Jonathan
Rutherford, LATTS (Ecole des Ponts ParisTech)
As we all
go busily about our daily lives, only very rarely do most of us consciously
think about or visualize the flows, networks, uses and implications of energy
underpinning our very existence and the functioning of the cities in which most
of us live and work. This backgrounding or taken-for-grantedness is reflected
in the urban studies literature where a sustained focus on energy has been,
with a few notable exceptions, conspicuous by its near absence.
A recent Special Issue of Urban Studies on ‘Urban energy
transitions: places, processes and politics of socio-technical change’
contributes to thinking through the complex, diverse, always emerging and
situated relations between energy and cities at a time when these are (re)appearing
on political and policy agendas for a host of reasons. Security of energy
resources and supply lines, climate change, affordability and accessibility,
and governance and management of utilities are some of the ‘big’ stakes and
issues through which energy systems are being rethought and reconfigured across
North and South, implicitly or explicitly in relation to built environments and
urban lives and lifestyles. But, in contrast to much of the normative policy
agenda, taken as a whole, the Special Issue does not reduce the urban to a
specific location, context, administrative level or actor, and nor does it view
the urban as a readily available instrument or tool through which transitions
of energy systems (on ‘other’ scales) can be easily deployed. Instead, we study
an urban which is a constitutive and inseparable component (or set of
intersecting components) of very diverse processes and practices of energy
transition across North and South.

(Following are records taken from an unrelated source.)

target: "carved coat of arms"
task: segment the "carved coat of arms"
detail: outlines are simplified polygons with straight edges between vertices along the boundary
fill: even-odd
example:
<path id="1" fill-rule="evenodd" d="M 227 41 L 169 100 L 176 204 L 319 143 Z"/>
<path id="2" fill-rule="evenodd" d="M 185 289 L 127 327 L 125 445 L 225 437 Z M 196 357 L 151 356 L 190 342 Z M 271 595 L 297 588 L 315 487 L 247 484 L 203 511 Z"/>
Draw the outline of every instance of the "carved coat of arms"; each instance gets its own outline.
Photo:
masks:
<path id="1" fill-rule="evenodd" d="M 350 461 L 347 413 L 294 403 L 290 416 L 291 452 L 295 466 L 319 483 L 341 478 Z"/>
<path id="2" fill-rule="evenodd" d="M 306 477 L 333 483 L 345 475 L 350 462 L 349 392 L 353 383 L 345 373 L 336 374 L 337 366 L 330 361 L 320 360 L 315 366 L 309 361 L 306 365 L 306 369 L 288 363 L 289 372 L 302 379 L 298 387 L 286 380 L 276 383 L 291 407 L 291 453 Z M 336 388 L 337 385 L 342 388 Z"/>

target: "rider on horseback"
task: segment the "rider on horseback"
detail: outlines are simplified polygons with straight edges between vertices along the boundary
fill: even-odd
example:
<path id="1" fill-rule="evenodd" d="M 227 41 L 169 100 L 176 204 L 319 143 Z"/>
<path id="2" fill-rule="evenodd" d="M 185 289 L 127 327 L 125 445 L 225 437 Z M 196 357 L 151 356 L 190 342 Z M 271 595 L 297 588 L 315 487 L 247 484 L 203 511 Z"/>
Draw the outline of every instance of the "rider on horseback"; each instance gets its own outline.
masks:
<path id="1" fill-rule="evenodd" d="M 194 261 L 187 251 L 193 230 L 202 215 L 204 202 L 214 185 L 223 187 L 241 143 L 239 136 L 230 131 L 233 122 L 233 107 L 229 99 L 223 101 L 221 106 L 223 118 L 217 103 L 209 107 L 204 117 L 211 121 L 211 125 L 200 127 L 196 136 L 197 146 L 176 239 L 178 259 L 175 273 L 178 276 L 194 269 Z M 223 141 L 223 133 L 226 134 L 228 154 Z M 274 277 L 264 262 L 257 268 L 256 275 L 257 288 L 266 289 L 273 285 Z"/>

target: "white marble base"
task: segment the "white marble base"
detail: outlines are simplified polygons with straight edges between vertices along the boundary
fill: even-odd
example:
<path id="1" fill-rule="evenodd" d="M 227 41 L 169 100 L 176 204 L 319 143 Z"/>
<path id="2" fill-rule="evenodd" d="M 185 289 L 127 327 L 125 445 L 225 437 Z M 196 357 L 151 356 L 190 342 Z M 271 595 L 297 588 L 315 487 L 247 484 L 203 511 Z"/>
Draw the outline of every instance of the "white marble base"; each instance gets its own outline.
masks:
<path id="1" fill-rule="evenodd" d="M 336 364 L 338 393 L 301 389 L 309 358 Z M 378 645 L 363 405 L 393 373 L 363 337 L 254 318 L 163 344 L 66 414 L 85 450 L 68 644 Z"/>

By reflecting on the urban materialities,
imaginaries, controversies and politics through which energy systems do and can
change, and thus on what is, but also what might be, a specifically urban socio-technical transition, from
Cape Town to London and Amman to Freiburg, we open up theory and practice to
actualities and possibilities of urban energy relations which are other than
black-boxed, bounded, pre-set and confiscated by governmental actors or
transnational utility companies.
In the
introductory essay, and prompted by the excellent contributions to the Special
Issue, we suggest five potential, interconnected areas of reflection (riffs may
be a better description) on urban energy transitions around materiality,
relationality, socio-technical change, temporality and politics. There are
undoubtedly (and hopefully) other ways in, but already these five together seem
to us to begin to sketch out a framework for furthering critical urban energy
research and analysis, and in the process both help to recover the notion of ‘energy
transition’ (from its increasingly instrumentalised and univocal use in policy
circles) through an explicitly urban lens, and to rethink the urban through a
focus on socio-technical change.
To this end, the Special Issue does
not separate out ‘the social’ and ‘the technical’ but speaks across these
categories/binaries/boundaries to seek out and uncover how the urban is
constantly produced and reproduced by assemblages of diverse actors, infrastructures,
systems and metabolic circulations (of energy, but also its associated money,
expertise, best practice models, social norms, etc) which all make an active
difference to the nature, possibilities and (still uneven) outcomes of change
and transformation. The papers show how various socio-technical components
of energy systems become politicised in different ways and at different times,
whether it be tariffs, heating plants, air conditioning, ‘green’ objectives or demand-side
management. Energy is not
an anodyne urban artifact – its own material make-up and physical properties
do, for example, play a role in shaping how its flows connect and
disconnect differently and unevenly as they pass through the urban fabric and become
integrated into the practices, routines, cultures and affects of urban lives. Crucially,
these urban energy flows and relations now crisscross the planet, incorporating ever more distant and
diverse landscapes, localities and natures into the energetic functioning and
reproduction of particular cities, often with stark consequences, as, for
example, the photo of the tar sands landscape of Alberta on the front cover of
Neil Brenner’s (2014) new edited collection powerfully implies.
Fruitful
next steps require thinking about what might be a potentially progressive and
inclusive political ecology of urban energy transition. This cannot neglect
(analysis of) urban governmental actors and their very contrasting mandates and
responsibilities around energy. At a time when more than a thousand European
cities are pushing for more stringent energy efficiency and renewable energy
objectives than those adopted by the European Commission (Energy Cities
website, 18 February 2014), metropolitan governments in a range of cities
across the South struggle to position themselves and create room for policy
maneuver in energy systems dominated by powerful national actors (see Jaglin
and Verdeil 2013). So there is clearly still much to be gained from study of
local policy conflicts and the role of cities in ‘multi-level’ negotiations and
struggles over resources and flows. But, at the same time, critical work on
urban energy transitions might also continue to open up (to) questions of
agency, subjectivity, knowledge and power, and their networked constitution and
reproduction, thus enrolling a whole realm of local and not so local, formal
and informal, human and more-than-human actors and perspectives, as well as a
myriad array of material and imagined sites of displacement, disruption and
deviation of given pathways of socio-technical change. Through this kind of
approach, critical analysis envisioning energy as at once a hybrid and
political object and flow, infrastructure and demand, collective convention and
site of contestation can surely contribute to advancing urban theory and
practice more generally.
References
Brenner, N.
(ed.) (2014) Implosions/Explosions:
Towards a Study of Planetary Urbanization, Berlin, Jovis Verlag.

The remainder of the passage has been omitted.